The 3-tiered memory model is the foundation of all quality-preserving token reduction:

┌─────────────────────────────────────┐
│  TIER 1: Working Memory (Expensive) │
│  Active conversation log            │
│  → Keep SHORT. Max 20 turns.        │
└──────────────┬──────────────────────┘
               │ distill_memory.py
               ▼
┌─────────────────────────────────────┐
│  TIER 2: Episodic Store (Cheap)     │
│  JSON facts extracted from history  │
│  → 50-100 tokens per session        │
└──────────────┬──────────────────────┘
               │ memory_write (agent-memory-mcp)
               ▼
┌─────────────────────────────────────┐
│  TIER 3: Semantic Store (Free)      │
│  RAG / Vector / MCP external store  │
│  → Zero context cost until queried  │
└─────────────────────────────────────┘

Memory Distillation Trigger Rules

🚨 The agent strictly ONLY distills memory under these conditions:

At explicit task completion — a defined sub-task is marked done.

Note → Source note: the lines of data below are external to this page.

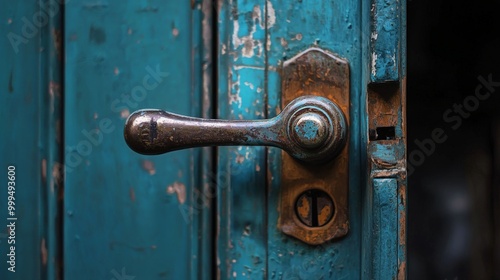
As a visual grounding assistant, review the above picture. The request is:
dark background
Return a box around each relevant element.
[407,0,500,280]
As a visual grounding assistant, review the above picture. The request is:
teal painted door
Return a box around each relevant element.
[0,0,406,280]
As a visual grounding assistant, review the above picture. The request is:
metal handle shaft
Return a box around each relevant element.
[124,96,347,162]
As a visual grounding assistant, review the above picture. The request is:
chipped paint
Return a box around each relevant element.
[51,162,64,189]
[167,181,186,204]
[266,0,276,29]
[142,160,156,175]
[120,109,130,119]
[40,238,48,266]
[42,159,47,183]
[371,52,377,76]
[128,187,135,202]
[172,27,179,37]
[232,5,263,57]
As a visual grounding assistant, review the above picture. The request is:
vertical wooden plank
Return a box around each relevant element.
[0,1,62,279]
[370,0,401,83]
[217,0,267,279]
[266,0,363,279]
[64,0,211,279]
[372,179,399,279]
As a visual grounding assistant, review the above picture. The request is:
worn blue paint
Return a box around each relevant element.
[0,0,406,279]
[64,0,213,279]
[218,1,405,279]
[372,179,399,280]
[267,1,363,279]
[0,1,62,279]
[216,0,267,279]
[370,0,402,83]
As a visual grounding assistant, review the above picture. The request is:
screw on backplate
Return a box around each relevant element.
[295,189,335,227]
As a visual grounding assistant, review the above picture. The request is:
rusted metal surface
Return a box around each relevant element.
[279,48,350,244]
[125,96,347,163]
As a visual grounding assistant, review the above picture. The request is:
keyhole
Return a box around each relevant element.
[295,189,335,227]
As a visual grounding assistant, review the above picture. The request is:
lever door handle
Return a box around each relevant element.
[124,96,347,163]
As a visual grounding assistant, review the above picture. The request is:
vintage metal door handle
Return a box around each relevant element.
[124,96,347,163]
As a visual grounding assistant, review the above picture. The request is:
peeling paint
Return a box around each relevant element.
[142,160,156,175]
[42,159,47,183]
[40,238,48,266]
[51,162,64,189]
[128,187,135,202]
[266,0,276,29]
[120,109,130,119]
[167,181,186,204]
[232,5,264,57]
[172,27,179,37]
[372,52,377,76]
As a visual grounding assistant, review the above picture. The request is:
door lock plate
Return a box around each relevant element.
[279,48,350,245]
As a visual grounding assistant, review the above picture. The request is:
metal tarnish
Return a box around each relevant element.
[279,48,350,245]
[124,95,347,164]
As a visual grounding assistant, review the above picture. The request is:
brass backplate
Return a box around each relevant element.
[279,48,350,245]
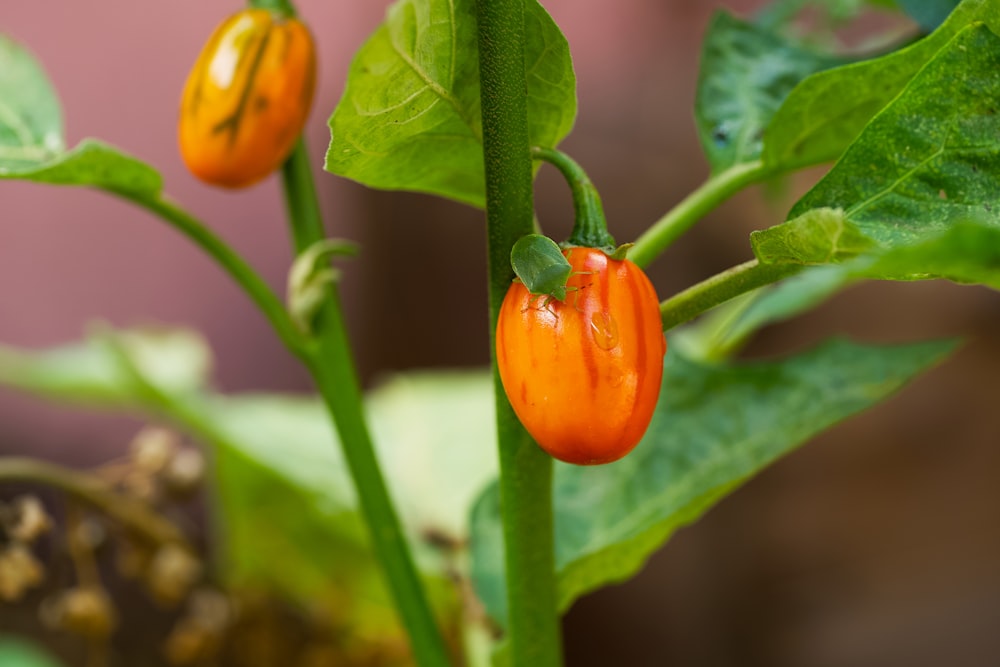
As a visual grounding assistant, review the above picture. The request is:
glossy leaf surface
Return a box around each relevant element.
[763,0,1000,170]
[326,0,576,207]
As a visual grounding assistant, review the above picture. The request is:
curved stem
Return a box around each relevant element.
[476,0,562,667]
[0,456,194,553]
[628,160,773,267]
[111,191,306,366]
[281,140,450,667]
[660,259,805,331]
[531,146,615,249]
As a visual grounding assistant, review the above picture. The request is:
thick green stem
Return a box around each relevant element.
[660,259,805,331]
[477,0,562,667]
[274,141,450,667]
[628,160,772,267]
[109,190,305,359]
[531,146,615,250]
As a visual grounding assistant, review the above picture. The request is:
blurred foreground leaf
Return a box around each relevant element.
[0,635,62,667]
[0,329,496,605]
[472,340,954,623]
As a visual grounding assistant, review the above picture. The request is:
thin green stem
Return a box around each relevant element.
[281,139,326,250]
[660,259,805,331]
[282,141,450,667]
[476,0,562,667]
[531,146,615,249]
[110,191,306,366]
[628,160,773,267]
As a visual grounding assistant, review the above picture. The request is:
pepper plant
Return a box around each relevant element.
[0,0,1000,667]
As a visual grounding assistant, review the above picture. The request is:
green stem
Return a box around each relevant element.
[628,160,773,267]
[660,259,805,331]
[476,0,562,667]
[110,191,306,359]
[531,146,615,250]
[282,141,450,667]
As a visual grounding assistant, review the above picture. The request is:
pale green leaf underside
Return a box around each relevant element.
[751,24,1000,264]
[472,341,952,622]
[719,223,1000,347]
[0,139,163,197]
[0,330,496,605]
[695,11,843,173]
[763,0,1000,170]
[326,0,576,207]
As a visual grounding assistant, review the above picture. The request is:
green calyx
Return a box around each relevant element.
[531,146,617,250]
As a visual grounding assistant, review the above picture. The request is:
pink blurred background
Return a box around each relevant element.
[0,0,1000,667]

After N turns — a dense session has exceeded the configured turn limit.

At 80% context threshold — count_tokens.py --estimate confirms context is near capacity.

Never distill preemptively mid-task — you risk losing the working context needed to finish the current action.

Quick Reference

Goal	Script	Command
Count tokens in a file (precise)	`count_tokens.py`	`python count_tokens.py --input file.txt --model gpt-4o`
Count tokens (no dependencies)	`count_tokens.py`	`python count_tokens.py --input file.txt --estimate`
Find bloated skill descriptions	`analyze_skills.py`	`python analyze_skills.py`
Distill chat to JSON facts	`distill_memory.py`	`python distill_memory.py --input chat.json --output facts.json`
Compress a large document (offline)	`compress_prompt.py`	`python compress_prompt.py --input doc.txt --ratio 0.5 --dry-run`

Phase 2 — OpenClaw Production Hardened. All scripts include graceful dependency fallbacks.